Auftraggeber Basler Verkehrs-Betriebe

Ausgangslage Die drei Hauptanforderungen des Bauherren (BVB) waren:
1. Optimale Anpassung in verschiedene städtebauliche Situationen
2. Klarer Komfortgewinn und bessere Informationsmöglichkeiten für Fahrgäste
3. Investitionskosten mit optimalem Preis-/Leistungsverhältnis und Wirtschaftlichkeit beim Unterhalt
Konzept
Möglichst wenig zu bauen, um so das Stadtbild nicht zusätzlich zu belasten, war das gestalterische Ziel der Neukonzeption der neuen Normwartehallen. Witterungsschutz und Fahrgastinformation, die beiden Grundelemente einer Haltestelle, sind als Einheit konzipiert. Der als Element im Stadtraum eingeführte Plakatleuchtkasten wird aufgenommen und mittels minimaler Ergänzung zum Witterungsschutz – „Parapluie“ – ausgebaut.
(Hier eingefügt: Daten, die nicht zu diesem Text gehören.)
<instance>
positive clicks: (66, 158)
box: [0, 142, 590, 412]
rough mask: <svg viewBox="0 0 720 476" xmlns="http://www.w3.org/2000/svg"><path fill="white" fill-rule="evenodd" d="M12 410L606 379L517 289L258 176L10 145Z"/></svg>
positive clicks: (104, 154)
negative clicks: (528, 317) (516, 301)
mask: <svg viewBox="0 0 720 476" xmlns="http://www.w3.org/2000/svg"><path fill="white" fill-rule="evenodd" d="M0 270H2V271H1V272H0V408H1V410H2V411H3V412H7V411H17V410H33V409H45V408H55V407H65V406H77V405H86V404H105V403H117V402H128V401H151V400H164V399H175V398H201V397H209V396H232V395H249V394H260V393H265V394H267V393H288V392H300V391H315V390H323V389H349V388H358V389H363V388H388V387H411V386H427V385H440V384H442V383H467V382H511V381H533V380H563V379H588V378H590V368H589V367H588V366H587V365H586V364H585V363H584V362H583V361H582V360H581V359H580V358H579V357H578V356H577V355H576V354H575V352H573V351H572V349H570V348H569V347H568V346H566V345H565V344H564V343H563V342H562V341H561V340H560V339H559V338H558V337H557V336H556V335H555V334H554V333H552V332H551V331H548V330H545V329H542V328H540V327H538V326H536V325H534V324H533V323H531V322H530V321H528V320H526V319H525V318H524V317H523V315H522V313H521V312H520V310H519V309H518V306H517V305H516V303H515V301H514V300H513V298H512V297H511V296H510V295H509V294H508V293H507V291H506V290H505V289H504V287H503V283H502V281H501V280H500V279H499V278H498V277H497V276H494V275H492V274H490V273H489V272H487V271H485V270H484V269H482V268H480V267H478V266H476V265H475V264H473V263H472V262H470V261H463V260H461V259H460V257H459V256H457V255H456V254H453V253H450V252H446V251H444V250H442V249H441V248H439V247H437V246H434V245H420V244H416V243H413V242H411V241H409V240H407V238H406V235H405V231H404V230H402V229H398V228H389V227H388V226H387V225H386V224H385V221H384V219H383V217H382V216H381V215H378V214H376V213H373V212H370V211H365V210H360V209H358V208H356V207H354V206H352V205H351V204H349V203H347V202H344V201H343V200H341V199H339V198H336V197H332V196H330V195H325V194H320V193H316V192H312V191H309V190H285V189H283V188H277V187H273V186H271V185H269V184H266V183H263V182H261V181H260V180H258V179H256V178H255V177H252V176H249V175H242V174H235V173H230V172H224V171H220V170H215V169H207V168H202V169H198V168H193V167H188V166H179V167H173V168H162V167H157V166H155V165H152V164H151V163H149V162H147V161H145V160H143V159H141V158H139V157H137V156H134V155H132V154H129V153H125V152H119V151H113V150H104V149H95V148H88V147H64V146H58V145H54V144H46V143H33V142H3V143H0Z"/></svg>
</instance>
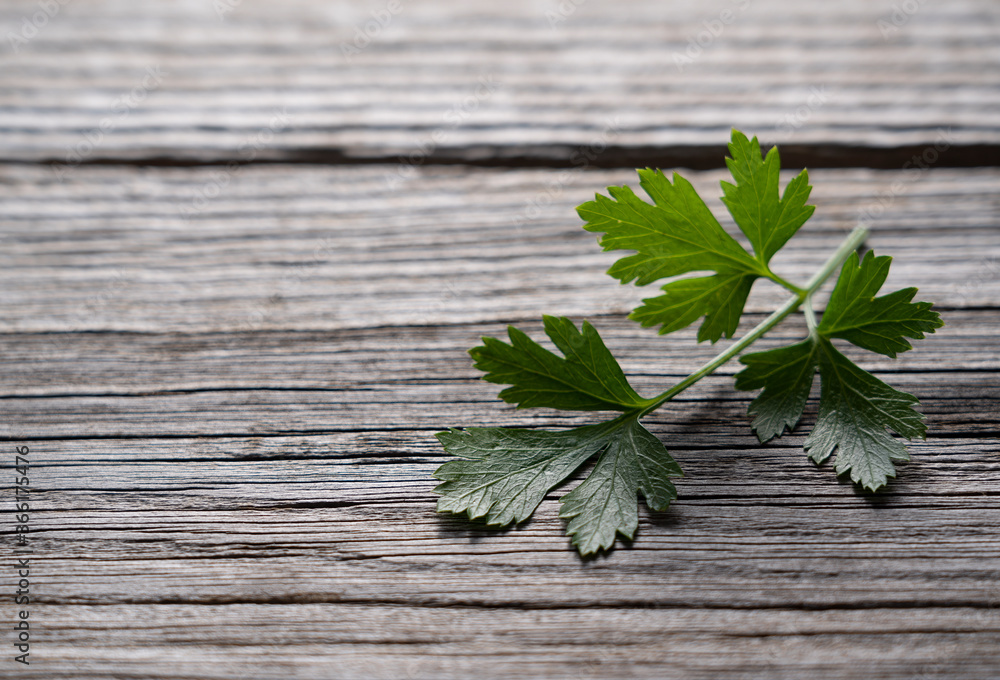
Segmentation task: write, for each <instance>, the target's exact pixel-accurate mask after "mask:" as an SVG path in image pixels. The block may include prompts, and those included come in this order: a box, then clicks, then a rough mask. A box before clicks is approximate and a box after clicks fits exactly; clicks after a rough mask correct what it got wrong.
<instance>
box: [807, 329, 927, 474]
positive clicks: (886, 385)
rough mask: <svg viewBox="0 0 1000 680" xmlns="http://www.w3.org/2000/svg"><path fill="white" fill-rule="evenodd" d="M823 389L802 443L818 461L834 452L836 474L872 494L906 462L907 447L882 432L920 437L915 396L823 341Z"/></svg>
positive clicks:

Der Leuchtkasten bildet die tragende Konstruktion und die ausragenden Glasscheiben übernehmen die Funktion des Witterungsschutzes. Die Farbgebung leitet sich vom Grün der Basler Verkehrs Betriebe ab.
Modulsystem Durch die vielfältigen Kombinationsmöglichkeiten der Wartehalle entsteht ein flexibles System mit einheitlicher Erscheinung. Der modulare Aufbau lässt sich problemlos den örtlichen Platzverhältnissen und den stadträumlichen Rahmenbedingungen anpassen.